The key goal of the liquidity and sustainability facility is to provide African countries with increased access to capital and liquidity to navigate the current economic challenges and foster growth. Dr. Songwe stressed the importance of leveraging this facility to support infrastructure development, such as roads and telecommunications, under the African Continental Free Trade Area Agreement. By reducing borrowing costs and encouraging capital influx at lower rates, the facility aims to benefit both sovereigns and private sector entities, particularly small and medium enterprises.
One of the primary benefits of the program is the potential to lower borrowing costs for African economies borrowing from the Euro-bond market. Dr. Songwe highlighted the significant disparity in borrowing costs between African countries and their European counterparts, emphasizing the need to level the playing field and attract more investments to the continent.

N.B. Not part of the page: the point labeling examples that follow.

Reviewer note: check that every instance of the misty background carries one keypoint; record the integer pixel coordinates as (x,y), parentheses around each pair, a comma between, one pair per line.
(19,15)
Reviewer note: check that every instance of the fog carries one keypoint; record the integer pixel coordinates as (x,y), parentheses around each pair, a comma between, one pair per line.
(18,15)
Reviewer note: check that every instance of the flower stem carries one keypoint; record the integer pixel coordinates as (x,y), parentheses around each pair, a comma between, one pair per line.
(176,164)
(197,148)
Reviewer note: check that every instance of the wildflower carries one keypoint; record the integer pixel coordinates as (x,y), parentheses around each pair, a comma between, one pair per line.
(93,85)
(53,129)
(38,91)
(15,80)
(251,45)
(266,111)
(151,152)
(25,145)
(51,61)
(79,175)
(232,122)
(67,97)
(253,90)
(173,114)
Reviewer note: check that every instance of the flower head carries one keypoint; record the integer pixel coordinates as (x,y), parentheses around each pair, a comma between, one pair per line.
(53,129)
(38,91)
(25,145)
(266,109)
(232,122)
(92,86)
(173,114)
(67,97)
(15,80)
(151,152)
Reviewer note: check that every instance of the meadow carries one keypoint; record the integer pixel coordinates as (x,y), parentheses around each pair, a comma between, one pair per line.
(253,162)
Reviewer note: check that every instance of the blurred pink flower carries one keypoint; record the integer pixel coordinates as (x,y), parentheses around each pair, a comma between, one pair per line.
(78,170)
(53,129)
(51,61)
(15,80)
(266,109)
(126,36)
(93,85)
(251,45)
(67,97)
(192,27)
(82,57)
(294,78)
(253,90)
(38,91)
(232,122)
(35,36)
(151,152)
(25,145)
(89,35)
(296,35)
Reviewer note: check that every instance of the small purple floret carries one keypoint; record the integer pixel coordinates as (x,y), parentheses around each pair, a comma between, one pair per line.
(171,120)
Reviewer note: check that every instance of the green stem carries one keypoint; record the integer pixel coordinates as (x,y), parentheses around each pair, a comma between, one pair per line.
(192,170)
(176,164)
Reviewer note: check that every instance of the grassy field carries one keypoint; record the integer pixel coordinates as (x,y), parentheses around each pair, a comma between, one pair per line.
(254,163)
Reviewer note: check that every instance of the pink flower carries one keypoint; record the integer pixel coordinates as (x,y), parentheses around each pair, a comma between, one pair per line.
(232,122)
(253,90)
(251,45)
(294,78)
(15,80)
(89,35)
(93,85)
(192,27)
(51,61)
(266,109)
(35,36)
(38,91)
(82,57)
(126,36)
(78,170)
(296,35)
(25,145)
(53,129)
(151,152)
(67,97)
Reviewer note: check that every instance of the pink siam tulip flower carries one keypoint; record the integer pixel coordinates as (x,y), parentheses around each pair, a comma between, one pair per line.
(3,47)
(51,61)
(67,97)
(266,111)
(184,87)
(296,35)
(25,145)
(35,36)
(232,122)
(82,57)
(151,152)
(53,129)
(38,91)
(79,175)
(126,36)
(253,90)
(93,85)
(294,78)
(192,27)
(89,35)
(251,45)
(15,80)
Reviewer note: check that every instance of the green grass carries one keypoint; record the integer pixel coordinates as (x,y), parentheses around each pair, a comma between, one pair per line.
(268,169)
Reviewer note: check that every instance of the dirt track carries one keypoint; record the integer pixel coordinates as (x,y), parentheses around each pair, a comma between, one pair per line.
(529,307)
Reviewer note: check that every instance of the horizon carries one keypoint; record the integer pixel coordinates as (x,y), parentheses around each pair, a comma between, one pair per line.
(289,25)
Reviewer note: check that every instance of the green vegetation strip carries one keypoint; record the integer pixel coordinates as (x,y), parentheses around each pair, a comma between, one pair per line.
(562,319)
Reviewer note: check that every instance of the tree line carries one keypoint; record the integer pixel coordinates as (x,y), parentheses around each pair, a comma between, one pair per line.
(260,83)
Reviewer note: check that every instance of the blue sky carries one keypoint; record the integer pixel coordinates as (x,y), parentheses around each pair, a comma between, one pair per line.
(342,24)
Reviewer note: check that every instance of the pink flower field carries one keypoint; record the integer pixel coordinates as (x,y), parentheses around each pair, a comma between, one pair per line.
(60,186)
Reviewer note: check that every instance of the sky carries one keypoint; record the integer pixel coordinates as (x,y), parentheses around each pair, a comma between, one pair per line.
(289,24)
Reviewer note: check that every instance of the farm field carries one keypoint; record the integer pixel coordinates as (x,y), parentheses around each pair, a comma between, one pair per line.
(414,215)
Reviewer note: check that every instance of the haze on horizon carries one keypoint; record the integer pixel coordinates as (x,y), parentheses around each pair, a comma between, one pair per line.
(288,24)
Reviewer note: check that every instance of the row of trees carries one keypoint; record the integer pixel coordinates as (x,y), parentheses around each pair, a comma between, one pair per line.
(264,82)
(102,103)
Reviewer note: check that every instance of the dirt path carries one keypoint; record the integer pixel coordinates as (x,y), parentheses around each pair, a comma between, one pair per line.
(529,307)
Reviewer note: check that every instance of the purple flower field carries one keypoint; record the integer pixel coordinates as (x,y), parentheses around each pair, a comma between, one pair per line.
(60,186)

By establishing a mechanism for investors to recycle their resources through the repo market, the facility creates a win-win situation that promotes sustained investment in Africa.
Addressing concerns about solvency challenges faced by African countries, Dr. Songwe underscored the importance of addressing liquidity issues to prevent solvency crises. By injecting liquidity into the economy, countries can avoid escalating debt distress and maintain financial stability. The initiative aligns with global efforts, such as the debt service suspension initiative, to provide breathing space for countries facing fiscal pressures.
In addition to the liquidity and sustainability facility, UNECA is actively engaged in advocating for increased Special Drawing Rights (SDRs) allocations to African economies. Dr. Songwe highlighted the need for equitable distribution of SDRs, with African countries currently receiving only a small fraction of the total allocation. Collaboration with G20 economies and strategic engagement with key stakeholders are essential to secure additional resources and support for the region.
As UNECA continues to drive initiatives aimed at bolstering economic resilience and promoting sustainable investments in Africa, the liquidity and sustainability facility stands out as a critical tool to address the challenges hindering private sector participation. By fostering a conducive environment for investment and leveraging innovative financial mechanisms, the program holds the potential to reshape Africa's economic landscape and pave the way for sustainable growth and development.